大阪府泉佐野市が、関西国際空港を発着する市民の海外旅行費用を助成する新制度を開始しました。 日本国籍を持ち泉佐野市に住民登録がある市民を対象に、観光や国際交流、文化体験などを目的とした海外渡航の一部費用を市が負担するもので、空港所在自治体としての立場を生かし、市民の国際感覚の醸成と関西空港の利用促進を同時に図るねらいがあります。 助成を受けるためには、関西国際空港発着の国際線を利用することが条件で、成田空港や羽田空港を経由して出入国する場合は対象外とされています。
制度の概要としては、渡航先の地域に応じて助成上限額が異なり、アジアや中東、オセアニアなど比較的近距離の地域については、1人あたり1回3万円を上限に助成されます。 一方、欧米やアフリカなどそれ以外の地域については、1人あたり1回6万円を上限に支給される設計となっており、長距離路線の高い運賃も一定程度カバーできる水準です。 助成の対象となる経費は、関西国際空港と渡航先を結ぶ往復航空運賃に加え、現地での宿泊料や施設利用料、各種入場料などで、飲食費は原則として対象外とされています。
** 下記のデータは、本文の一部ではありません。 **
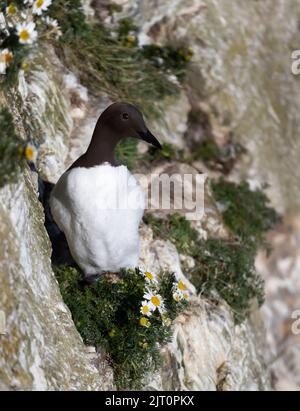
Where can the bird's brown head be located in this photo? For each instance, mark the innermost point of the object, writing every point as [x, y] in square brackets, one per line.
[124, 120]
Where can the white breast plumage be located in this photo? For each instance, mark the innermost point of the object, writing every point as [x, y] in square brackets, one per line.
[99, 210]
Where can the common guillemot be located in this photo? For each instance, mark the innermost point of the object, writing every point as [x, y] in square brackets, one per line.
[97, 203]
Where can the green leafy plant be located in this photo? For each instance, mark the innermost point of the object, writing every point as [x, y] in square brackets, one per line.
[222, 268]
[104, 63]
[229, 269]
[247, 213]
[128, 315]
[23, 25]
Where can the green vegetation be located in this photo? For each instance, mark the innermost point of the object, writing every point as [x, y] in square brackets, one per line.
[11, 149]
[114, 64]
[221, 266]
[228, 268]
[247, 213]
[107, 314]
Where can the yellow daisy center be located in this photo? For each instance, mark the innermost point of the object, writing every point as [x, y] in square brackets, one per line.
[176, 297]
[11, 9]
[145, 309]
[144, 322]
[24, 35]
[39, 3]
[149, 275]
[29, 153]
[155, 301]
[25, 66]
[181, 286]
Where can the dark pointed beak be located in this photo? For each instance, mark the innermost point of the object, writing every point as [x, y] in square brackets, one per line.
[149, 138]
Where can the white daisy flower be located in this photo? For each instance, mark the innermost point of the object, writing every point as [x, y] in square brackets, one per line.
[6, 58]
[11, 9]
[144, 322]
[155, 300]
[40, 5]
[146, 308]
[49, 21]
[149, 277]
[177, 296]
[166, 321]
[26, 32]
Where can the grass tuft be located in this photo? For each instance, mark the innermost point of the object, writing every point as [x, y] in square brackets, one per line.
[107, 314]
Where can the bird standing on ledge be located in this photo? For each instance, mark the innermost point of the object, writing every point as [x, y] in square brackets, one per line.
[97, 203]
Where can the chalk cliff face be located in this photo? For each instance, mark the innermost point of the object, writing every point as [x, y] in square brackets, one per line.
[240, 79]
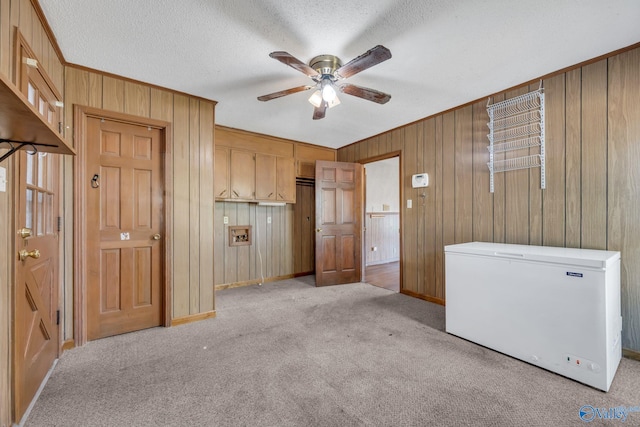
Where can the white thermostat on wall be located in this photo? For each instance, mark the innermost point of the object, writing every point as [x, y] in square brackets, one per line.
[420, 180]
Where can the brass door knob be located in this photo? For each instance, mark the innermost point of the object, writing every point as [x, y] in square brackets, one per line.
[24, 254]
[24, 232]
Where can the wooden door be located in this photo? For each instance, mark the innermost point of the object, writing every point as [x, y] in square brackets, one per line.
[124, 226]
[36, 328]
[338, 223]
[286, 179]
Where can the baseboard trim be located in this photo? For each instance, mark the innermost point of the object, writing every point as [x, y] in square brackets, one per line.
[68, 345]
[630, 354]
[424, 297]
[193, 318]
[253, 282]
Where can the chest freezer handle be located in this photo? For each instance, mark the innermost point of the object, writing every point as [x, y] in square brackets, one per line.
[509, 254]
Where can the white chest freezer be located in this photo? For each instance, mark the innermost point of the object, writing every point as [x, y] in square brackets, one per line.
[557, 308]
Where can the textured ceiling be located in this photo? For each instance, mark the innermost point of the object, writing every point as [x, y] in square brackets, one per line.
[445, 52]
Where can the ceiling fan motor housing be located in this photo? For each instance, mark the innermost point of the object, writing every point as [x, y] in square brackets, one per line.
[325, 64]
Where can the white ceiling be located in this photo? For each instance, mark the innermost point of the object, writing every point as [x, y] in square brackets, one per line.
[445, 52]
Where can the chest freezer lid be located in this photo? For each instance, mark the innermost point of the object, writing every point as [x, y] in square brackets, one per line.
[571, 256]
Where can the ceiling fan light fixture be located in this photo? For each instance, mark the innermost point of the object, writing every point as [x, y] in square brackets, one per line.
[316, 98]
[328, 91]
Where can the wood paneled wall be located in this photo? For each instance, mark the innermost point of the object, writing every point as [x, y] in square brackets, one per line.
[269, 256]
[22, 15]
[192, 123]
[592, 195]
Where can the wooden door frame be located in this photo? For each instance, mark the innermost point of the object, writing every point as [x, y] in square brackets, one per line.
[81, 114]
[385, 156]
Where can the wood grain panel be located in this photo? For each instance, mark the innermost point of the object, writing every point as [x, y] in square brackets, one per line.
[181, 229]
[5, 40]
[194, 204]
[410, 215]
[206, 198]
[624, 184]
[573, 172]
[112, 94]
[94, 95]
[414, 134]
[463, 174]
[243, 253]
[482, 197]
[437, 185]
[594, 156]
[136, 99]
[428, 208]
[554, 195]
[161, 104]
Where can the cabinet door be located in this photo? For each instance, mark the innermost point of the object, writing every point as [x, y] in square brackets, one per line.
[265, 177]
[243, 175]
[286, 184]
[221, 174]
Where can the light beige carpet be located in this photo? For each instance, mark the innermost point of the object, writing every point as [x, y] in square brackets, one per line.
[290, 354]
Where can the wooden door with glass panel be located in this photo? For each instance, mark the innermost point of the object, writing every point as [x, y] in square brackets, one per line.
[36, 311]
[36, 294]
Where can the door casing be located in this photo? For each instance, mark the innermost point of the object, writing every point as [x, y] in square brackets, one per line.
[81, 180]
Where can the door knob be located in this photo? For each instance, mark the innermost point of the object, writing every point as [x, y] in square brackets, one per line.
[24, 254]
[24, 232]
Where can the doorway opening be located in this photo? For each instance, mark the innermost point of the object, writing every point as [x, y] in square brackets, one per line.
[382, 248]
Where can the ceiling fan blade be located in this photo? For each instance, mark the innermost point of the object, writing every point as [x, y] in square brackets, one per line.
[281, 93]
[368, 59]
[319, 112]
[366, 93]
[288, 59]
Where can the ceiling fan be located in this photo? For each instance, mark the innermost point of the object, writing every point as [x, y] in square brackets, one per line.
[326, 71]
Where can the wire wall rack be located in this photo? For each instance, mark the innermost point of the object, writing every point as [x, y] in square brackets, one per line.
[517, 124]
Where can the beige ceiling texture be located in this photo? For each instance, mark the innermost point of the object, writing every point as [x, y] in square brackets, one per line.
[445, 52]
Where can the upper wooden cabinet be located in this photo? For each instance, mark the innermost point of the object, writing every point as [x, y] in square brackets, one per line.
[242, 173]
[286, 180]
[266, 177]
[306, 156]
[253, 167]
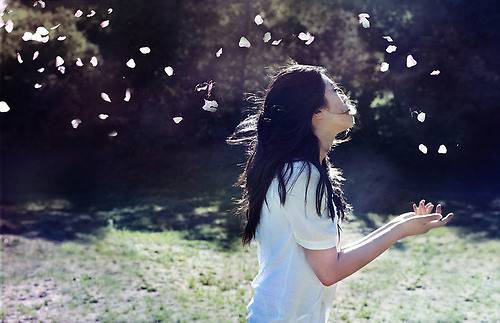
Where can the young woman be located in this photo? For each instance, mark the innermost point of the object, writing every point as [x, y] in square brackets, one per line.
[293, 202]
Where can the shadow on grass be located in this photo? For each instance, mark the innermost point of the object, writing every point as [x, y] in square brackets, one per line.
[199, 202]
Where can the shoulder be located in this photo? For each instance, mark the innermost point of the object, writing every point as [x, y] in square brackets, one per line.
[303, 165]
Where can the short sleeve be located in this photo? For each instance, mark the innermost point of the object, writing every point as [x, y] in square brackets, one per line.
[309, 229]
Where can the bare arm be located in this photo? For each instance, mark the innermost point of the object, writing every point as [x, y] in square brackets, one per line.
[353, 258]
[375, 232]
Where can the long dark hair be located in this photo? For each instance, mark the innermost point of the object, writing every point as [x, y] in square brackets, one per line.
[278, 132]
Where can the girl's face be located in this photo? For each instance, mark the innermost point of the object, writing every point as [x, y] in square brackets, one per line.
[334, 117]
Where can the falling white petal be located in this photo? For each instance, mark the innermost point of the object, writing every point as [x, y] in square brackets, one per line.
[42, 31]
[169, 70]
[384, 67]
[410, 61]
[75, 123]
[59, 61]
[210, 105]
[201, 87]
[127, 95]
[304, 36]
[307, 37]
[27, 36]
[131, 63]
[145, 50]
[4, 107]
[105, 97]
[267, 37]
[9, 26]
[363, 20]
[258, 20]
[391, 49]
[244, 42]
[42, 3]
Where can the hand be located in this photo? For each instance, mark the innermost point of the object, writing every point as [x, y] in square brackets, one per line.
[424, 221]
[421, 210]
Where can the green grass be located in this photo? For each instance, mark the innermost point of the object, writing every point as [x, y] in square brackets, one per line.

利用にあたっては、帰国後に領収書など必要書類を添えて申請する仕組みで、渡航前に申請しても対象とはなりません。 申請は個人のほか最大4人までのグループでも可能で、その場合はグループ全員が泉佐野市民であることや、日本国籍を有していることなど、要件を満たす必要があります。 1人あたりの申請回数は年度内3回までとされ、繰り返し海外に出かける市民も活用しやすい制度となっています。
市は、今年度の事業予算として1億円を計上しており、予算枠に達した段階で新規受付を終了するとしています。 対象期間は2026年4月から2027年3月までの帰国分とされており、この間に関西国際空港発着の国際線を利用した旅行が助成の対象になります。 制度設計の背景には、新型コロナウイルス禍後に回復傾向にある国際線需要を一層押し上げたい関西国際空港周辺自治体の思惑や、若年層を中心に海外経験の機会を広げたいという狙いもあるとみられます。
関西空港の「玄関都市」として市民の海外渡航を後押し
泉佐野市は、関西国際空港の対岸に位置する自治体として、これまでも空港関連のまちづくりや国際交流事業に取り組んできました。 今回の海外旅行費用助成制度について、同市は「関西国際空港の玄関都市として、市民が自ら空港を利用し海外に出ていくことを後押しすることで、世界の文化や価値観に触れる機会を増やしたい」としています。
関西国際空港は、関西圏の国際線ネットワークを担うハブ空港として、多数のアジア路線や欧米路線を運航していますが、コロナ禍で一時大きく落ち込んだ利用客数は、回復基調にある一方で、国内外の他空港との競争も続いています。 市が助成条件に「関西国際空港発着」を明記したのは、地域の空港を実際に利用してもらうことで、空港の存在感や利便性を市民に再認識してもらう狙いがあるといえます。
こうした自治体による海外渡航支援は全国的にもまだ例が少なく、泉佐野市の取り組みは「海外旅行を身近にする施策」としても注目されています。 特に、比較的安価なアジア路線に対しても助成が出ることで、学生や若い社会人など、予算の制約から海外旅行をためらっていた層の背中を押す効果が期待されています。 市は、今後の申請状況や利用者の声も踏まえながら、制度の在り方を検証していく方針です。